Depuis avril 2021, à la demande du gouvernement, le HCR fournit une assistance technique à l'Unité de gestion du projet de protection sociale Lisungi, pour soutenir la mise en oeuvre du déploiement, en particulier dans le département de la Likouala, où le HCR est présent depuis longtemps pour soutenir les réfugiés et les communautés d'accueil.

Le projet inclut des transferts monétaires répartis entre deux composantes visant à la subsistance ainsi qu’au développement d’activités génératrices de revenus. L’objectif des transferts monétaires ‘AGR’ est d’accroitre la productivité et l’accès au crédit, de promouvoir et donner aux destinataires les moyens d’agir par le biais de la fourniture des activités génératrices de revenus, ainsi que des mesures d’accompagnement notamment : i) l’achat d’intrants pour la culture de jardin et l’agriculture de subsistance ; ii) la constitution de groupes d’épargne ; iii) l’adoption d’autres moyens de production et ou de subsistance, notamment l’achat de petits matériels, la promotion des techniques améliorantes de jachère et iv) des activités de renforcement des capacités.
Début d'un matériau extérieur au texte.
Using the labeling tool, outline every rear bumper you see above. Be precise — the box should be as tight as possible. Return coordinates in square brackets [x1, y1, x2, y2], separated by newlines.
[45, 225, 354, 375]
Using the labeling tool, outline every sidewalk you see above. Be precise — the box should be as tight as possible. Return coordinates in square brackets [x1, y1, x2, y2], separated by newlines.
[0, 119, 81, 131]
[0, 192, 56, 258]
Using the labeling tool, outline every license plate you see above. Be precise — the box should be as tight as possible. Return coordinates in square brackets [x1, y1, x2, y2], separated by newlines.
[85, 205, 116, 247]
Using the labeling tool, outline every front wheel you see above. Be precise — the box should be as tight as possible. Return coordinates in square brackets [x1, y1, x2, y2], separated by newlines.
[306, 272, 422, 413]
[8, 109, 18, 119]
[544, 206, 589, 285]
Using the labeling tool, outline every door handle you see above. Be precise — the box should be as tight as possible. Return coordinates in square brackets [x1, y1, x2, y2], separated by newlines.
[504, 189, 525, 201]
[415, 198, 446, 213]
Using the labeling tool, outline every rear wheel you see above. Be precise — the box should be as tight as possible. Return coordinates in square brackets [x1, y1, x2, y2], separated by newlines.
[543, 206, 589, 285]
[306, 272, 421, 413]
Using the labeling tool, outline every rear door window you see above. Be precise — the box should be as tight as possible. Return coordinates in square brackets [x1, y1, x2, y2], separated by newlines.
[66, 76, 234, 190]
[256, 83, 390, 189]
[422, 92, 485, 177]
Compte tenu de la complexité et de la durée de nombreuses situations de déplacement forcé d'aujourd'hui, qui se produisent souvent dans des contextes fragiles, le modèle humanitaire d’assistance ne parait pas viable à long terme et les déplacements forcés nécessitent une réponse de développement afin de lutter contre la pauvreté et autres défis de développement de manière durable et inclusive. C’est dans cette optique que le HCR a recruté un consultant afin de fournir des apports techniques et conseils pratiques aux parties prenantes du projet, notamment pour aider à (i) l’identification des goulots d’étranglements, (ii) proposer des solutions idoines et innovantes qui mettent l’accent sur la durabilité, (ii) appuyer le système de suivi évaluation, (iv) développer le matériel de formation, et (v) offrir des activités et des exercices de formation/renforcement des capacités aux formateurs (« coach ») du partenaire de mise en oeuvre chargés d'accompagner les bénéficiaires dans la préparation et la mise en oeuvre du projet.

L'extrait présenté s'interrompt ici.